After lunch, one of the guests needed to walk to the bus station to get her ticket for travel today. So, we walked across town, down the industrial area and then out of town. (where they put busses) It was quite a hike. Then we hailed a cab and had him take us to the ‘top of the mountain’. Another mountain I had not seen before with a new glorious view of the valley. (this is where we saw the clouds and rain on the horizon.) Fortunately it turned out to just be a sprinkle and we made it back to the hotel in about 20-25 minutes of straight down hill walking. The front cooled everything off and refreshed the air to a cool 60 degrees last night, but today it’s clear and warm again.
That’s about it for yesterday. After dinner I walked to the Jardin to find plenty of families with kids swinging 30” flaming sparklers running and laughing around the square. At some random pattern they would ring church bells. (which are still ringing today at some celebration pattern that escapes me.) today I hear them like you would hear your neighbors car alarm. Persistent and prolonged and then suddenly stopped. Last night they were very very Loud. (Not rung like in the movies, slow and deliberate so you can count the rings. Not, ‘for whom the bell tolls.’) These were ringing all over town. (remember there are churches everywhere) Plus I was in the Jardin sitting just in front of the largest church. They would just ring and ring and ring. You could see little men up in the towers ‘spinning’ the huge bells. You could actually feel the noise in your chest. That kind of ringing. Now do this at random intervals from about 7pm till about midnight. Then have churches all around you participating. Get the picture? Now add the loudest fireworks in Mexico to the off beat times. (not firecrackers. not "pop, pop".) Explosions. (think: tremendous rumbling like canon fire from something huge and overwhelming) Not ‘rockets.’ Not something visual it’s something to hear. Something to celebrate. (akin to a thunderstorm, with thunder way off, then close, then on top of you. Totally random, very loud and impossible to ignore.)
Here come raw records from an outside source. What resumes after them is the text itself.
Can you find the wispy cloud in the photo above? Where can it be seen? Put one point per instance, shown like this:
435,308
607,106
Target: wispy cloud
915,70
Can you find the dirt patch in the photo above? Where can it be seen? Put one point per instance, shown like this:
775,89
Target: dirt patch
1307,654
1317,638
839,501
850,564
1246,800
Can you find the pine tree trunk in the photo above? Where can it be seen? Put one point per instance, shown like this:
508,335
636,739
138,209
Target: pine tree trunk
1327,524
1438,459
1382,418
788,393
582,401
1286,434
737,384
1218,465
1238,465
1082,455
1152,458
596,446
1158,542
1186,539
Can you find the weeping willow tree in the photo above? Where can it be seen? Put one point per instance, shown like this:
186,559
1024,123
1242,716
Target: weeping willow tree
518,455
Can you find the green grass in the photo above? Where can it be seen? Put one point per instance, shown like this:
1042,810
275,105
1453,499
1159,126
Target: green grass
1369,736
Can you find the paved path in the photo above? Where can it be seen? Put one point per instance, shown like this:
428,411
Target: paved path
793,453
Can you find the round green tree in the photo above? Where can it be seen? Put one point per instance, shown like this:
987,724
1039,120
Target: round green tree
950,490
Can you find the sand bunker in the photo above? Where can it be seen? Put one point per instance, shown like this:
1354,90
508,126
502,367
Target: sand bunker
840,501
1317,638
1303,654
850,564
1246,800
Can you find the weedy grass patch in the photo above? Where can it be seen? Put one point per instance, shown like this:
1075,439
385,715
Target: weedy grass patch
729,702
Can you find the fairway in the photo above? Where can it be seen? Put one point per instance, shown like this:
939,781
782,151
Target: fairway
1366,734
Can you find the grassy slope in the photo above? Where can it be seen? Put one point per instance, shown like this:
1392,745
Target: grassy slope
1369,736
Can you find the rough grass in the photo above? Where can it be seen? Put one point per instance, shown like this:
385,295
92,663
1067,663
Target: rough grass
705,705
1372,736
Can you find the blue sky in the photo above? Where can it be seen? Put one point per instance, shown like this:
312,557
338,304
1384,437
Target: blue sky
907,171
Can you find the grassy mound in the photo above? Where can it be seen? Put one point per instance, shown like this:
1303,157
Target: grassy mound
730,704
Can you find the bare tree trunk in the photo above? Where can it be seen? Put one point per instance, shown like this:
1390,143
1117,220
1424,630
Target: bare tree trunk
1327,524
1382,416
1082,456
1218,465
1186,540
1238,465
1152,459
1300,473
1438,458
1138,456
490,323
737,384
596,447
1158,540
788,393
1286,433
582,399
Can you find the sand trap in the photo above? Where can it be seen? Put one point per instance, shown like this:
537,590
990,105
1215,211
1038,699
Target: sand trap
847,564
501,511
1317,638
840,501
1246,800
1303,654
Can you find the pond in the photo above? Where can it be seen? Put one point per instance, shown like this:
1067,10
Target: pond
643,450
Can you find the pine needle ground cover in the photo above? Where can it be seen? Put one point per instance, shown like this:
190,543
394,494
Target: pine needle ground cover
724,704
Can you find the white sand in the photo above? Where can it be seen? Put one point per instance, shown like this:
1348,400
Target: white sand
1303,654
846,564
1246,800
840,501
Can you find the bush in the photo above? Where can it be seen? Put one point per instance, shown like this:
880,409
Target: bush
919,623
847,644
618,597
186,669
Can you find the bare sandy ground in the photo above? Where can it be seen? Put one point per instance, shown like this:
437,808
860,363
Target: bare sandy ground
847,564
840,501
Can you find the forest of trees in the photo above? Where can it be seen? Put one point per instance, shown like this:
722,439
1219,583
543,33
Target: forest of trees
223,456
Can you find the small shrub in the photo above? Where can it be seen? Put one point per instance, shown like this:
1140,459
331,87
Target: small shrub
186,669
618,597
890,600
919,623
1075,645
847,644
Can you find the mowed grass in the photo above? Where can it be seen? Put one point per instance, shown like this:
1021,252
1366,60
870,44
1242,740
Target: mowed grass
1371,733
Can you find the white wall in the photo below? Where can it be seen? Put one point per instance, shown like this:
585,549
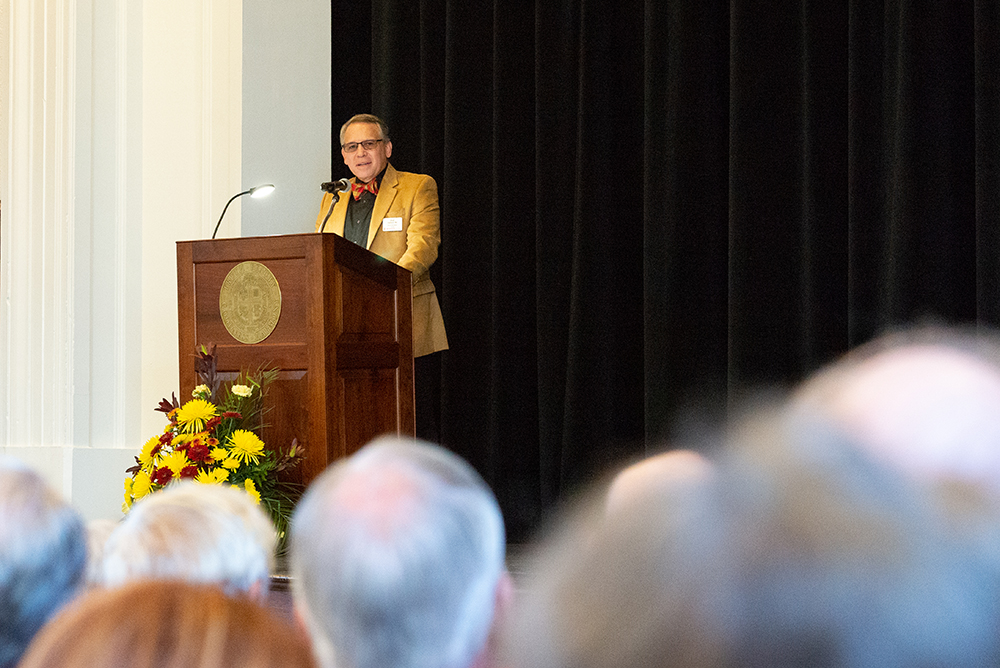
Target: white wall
286,113
121,126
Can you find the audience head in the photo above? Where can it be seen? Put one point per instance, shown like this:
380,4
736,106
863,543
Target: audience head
195,532
397,556
923,400
163,624
649,475
799,550
43,556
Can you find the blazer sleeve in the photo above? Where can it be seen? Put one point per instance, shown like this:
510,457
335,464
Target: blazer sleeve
423,232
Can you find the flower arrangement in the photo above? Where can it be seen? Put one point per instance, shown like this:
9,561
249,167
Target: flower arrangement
214,439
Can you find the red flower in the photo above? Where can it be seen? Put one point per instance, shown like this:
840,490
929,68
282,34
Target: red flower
197,452
162,476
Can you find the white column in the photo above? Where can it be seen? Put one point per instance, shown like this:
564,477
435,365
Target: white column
38,232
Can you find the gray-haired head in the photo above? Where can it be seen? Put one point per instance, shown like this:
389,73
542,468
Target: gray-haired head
366,118
397,553
43,556
798,551
196,533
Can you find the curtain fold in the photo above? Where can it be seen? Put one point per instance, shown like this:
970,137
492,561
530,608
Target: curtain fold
651,208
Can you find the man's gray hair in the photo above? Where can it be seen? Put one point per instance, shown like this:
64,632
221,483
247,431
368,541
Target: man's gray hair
43,556
365,118
396,556
197,533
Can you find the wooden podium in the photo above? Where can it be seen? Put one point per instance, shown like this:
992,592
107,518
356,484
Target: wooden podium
342,340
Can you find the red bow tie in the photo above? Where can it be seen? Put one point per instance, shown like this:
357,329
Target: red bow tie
358,188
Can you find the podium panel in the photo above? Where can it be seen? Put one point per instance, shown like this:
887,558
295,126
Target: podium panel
342,340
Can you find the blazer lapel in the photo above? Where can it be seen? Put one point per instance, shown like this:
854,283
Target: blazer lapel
339,215
386,193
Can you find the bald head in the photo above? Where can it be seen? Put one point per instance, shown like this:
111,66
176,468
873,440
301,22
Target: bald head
927,403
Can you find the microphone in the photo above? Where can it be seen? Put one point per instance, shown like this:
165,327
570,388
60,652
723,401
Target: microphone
343,185
334,188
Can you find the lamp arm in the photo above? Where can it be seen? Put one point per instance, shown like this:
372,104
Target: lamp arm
225,208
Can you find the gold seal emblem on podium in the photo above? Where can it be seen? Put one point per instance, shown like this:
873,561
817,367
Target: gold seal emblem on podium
250,302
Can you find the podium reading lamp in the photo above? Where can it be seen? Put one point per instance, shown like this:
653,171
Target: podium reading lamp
256,191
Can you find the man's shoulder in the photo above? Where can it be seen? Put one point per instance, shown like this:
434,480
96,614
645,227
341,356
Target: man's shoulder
411,178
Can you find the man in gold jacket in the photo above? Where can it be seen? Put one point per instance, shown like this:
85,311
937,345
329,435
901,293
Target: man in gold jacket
393,214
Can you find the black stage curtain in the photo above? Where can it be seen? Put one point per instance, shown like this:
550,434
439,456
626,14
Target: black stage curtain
653,206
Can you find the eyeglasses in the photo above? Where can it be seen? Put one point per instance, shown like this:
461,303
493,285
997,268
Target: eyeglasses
368,144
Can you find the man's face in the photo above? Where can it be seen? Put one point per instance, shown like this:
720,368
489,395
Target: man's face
365,163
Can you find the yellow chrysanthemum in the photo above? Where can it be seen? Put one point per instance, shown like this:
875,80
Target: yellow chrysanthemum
216,476
146,458
245,446
192,416
175,461
141,485
251,489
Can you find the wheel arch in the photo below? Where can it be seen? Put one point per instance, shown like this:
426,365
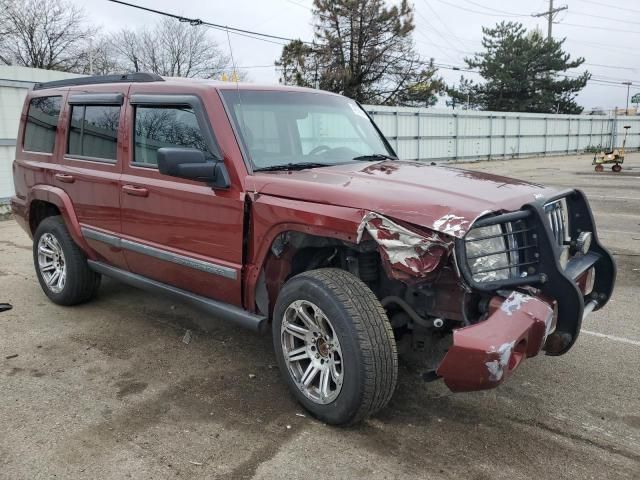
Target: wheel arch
45,201
289,249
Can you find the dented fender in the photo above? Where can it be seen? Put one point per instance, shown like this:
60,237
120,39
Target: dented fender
483,355
408,255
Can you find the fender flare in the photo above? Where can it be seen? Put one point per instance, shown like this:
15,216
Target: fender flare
58,197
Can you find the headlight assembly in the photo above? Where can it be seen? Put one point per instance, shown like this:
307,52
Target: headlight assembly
487,254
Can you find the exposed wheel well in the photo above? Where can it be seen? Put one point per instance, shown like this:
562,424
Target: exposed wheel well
38,211
294,252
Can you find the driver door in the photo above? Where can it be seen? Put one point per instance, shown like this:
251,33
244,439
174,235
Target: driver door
179,232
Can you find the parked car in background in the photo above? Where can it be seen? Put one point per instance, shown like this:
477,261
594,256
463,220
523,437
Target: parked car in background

I’m sorry to say I missed midnight mass again this year. I came back to the quiet of my room and dozed off just after midnight. Cant tell you how long the fireworks lasted but im sure it was many hours. I did hear them again this morning just after 7:30 when I got up. It’s quite an adventure!
Today at the Hotel there is some ‘big party’ followed by Christmas Lunch at 2pm. I’m told to expect: music, dancing and about 60 people. (instead of the usual 12 or so)
The bells are ringing again now. I can also hear the clip clop, clip clop, clip clop of the mounted police walking below my window. the horse on cobblestone is a music all it's own. Now other bells from a different church. Now others slower from a different direction. Each a different pitch, tone and coming from a separate direction. Now a far off tinkling bell sounds like someone in the kitchen ringing it by hand. Childrens laughter down the street and dogs barking off down the hill. It’s 12:32pm and the town is wide awake.
Have yourself a Merry Little Christmas time!